Scientific notation is appropriate for this problem as the number of pennies involved is very large and nicely represented using exponential notation. Either of the above solutions can be adapted for the use of exponential notation and we have chosen here to use the first method.

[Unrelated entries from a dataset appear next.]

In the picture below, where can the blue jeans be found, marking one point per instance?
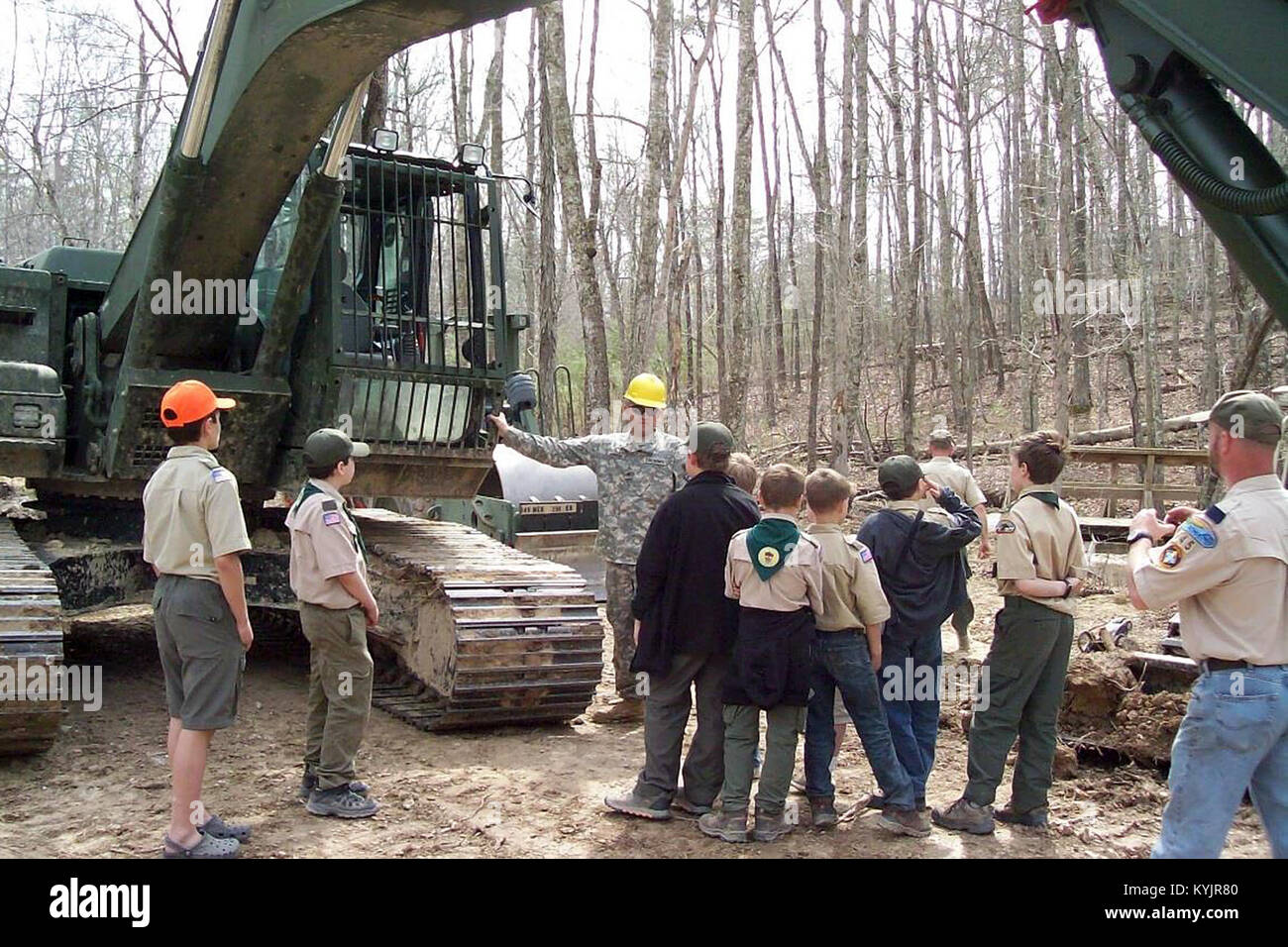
(910, 690)
(841, 661)
(1234, 737)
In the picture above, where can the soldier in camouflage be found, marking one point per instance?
(636, 468)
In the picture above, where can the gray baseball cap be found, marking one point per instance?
(708, 436)
(329, 446)
(901, 472)
(1249, 414)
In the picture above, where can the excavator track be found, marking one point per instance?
(481, 634)
(31, 637)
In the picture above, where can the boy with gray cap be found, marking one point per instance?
(329, 574)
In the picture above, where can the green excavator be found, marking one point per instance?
(320, 282)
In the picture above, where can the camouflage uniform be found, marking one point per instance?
(634, 478)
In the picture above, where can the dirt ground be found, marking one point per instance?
(103, 789)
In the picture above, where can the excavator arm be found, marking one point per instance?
(1170, 63)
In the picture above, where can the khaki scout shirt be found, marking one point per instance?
(944, 472)
(851, 587)
(799, 583)
(323, 547)
(1228, 569)
(1035, 540)
(192, 514)
(634, 478)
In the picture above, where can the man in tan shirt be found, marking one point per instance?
(329, 574)
(1228, 569)
(193, 536)
(944, 472)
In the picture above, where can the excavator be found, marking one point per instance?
(320, 282)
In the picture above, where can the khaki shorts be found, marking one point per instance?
(201, 655)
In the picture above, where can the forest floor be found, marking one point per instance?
(102, 789)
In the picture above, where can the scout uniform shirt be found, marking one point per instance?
(799, 583)
(1228, 569)
(325, 544)
(634, 478)
(851, 587)
(944, 472)
(192, 514)
(1038, 538)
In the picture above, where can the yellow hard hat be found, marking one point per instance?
(647, 390)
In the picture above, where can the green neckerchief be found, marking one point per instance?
(309, 489)
(769, 541)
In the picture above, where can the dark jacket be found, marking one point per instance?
(679, 577)
(928, 582)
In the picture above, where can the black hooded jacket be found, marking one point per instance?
(928, 581)
(679, 575)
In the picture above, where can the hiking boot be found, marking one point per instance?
(209, 847)
(905, 822)
(771, 826)
(340, 801)
(217, 828)
(1037, 817)
(684, 804)
(617, 711)
(634, 804)
(964, 815)
(726, 826)
(310, 783)
(823, 810)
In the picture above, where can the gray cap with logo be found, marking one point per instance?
(329, 446)
(706, 437)
(1249, 414)
(901, 472)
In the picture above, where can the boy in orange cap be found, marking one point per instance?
(193, 536)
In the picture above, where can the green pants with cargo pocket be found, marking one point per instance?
(1025, 669)
(340, 672)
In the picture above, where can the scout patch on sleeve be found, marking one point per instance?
(1201, 530)
(1171, 556)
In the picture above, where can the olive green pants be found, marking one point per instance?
(1025, 671)
(339, 690)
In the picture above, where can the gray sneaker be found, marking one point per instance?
(309, 783)
(905, 822)
(771, 827)
(1033, 818)
(964, 815)
(823, 809)
(726, 826)
(634, 804)
(342, 801)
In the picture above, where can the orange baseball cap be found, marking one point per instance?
(191, 401)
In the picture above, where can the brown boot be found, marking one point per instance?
(617, 711)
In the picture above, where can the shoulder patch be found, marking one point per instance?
(1171, 556)
(1201, 530)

  1. One billion is one with $9$ zeroes or $1 \times 10^9$. So $5$ billion pennies is $5 \times 10^9$ pennies. Since it takes $16$ pennies to make a stack one inch high, with $5 \times 10^9$ pennies we could make a stack $$ \frac{5 \times 10^9}{16} \text{inches} $$ high. The question asks how many miles this is so we need to convert inches to miles. For this, we use the facts that there are $12$ inches in a foot and $5280$ feet in a mile:

    \begin{align} \frac{5 \times 10^9}{16} \text{inches} & = \frac{5 \times 10^9}{16 \times 12} \text{inches} \times \frac{\text{foot}}{\text{inches}} \\ &= \frac{5 \times 10^9}{16 \times 12 \times 5280} \text{inches} \times \frac{\text{foot}}{\text{inches}} \times \frac{\text{mile}}{\text{feet}} \\ &\approx \frac{5 \times 10^9}{1 \times 10^6}\,\, \text{miles}\\ &= 5 \times 10^3 \,\,\text{miles}. \end{align}
    In the last step, we use the law of exponents $$ \frac{10^9}{10^6} = 10^{9-6}. $$
  2. A stack of $500,000,000,000$ pennies is $5 \times 10^{11}$ pennies or $100$ times as many as the stack of $5 \times 10^9$ considered in part (a). So this stack would reach $100$ times as far as a stack of $5 \times 10^9$ pennies or about $$ 100 \times 5 \times 10^3 = 5 \times 10^5 \,\,\text{miles}. $$
  3. If we write $x$ for the number of pennies in a stack which reaches the moon then we have the equation $$ x \,\times \frac{1}{16} \text{inch} = 239,000 \,\, \text{miles}. $$ We can solve this equation as follows: $$ x \,\,\, \text{inches} = 16 \times 239,000 \,\, \text{miles} \times \frac{5280 \,\,\,\text{feet}}{\text{mile}} \times \frac{12 \,\,\,\text{inches}}{\text{foot}} $$ Simplifying we find

    \begin{align} x \,\,\, \text{inches} &= 16 \times 239,000 \times 5280 \times 12 \,\, \text{inches} \end{align}
    So $x$ is $16 \times 239,000 \times 5280 \times 12 \approx 2.4 \times 10^{11}$. So it takes about $2.4 \times 10^{11}$ pennies (or almost a quarter of a trillion!) to reach the moon.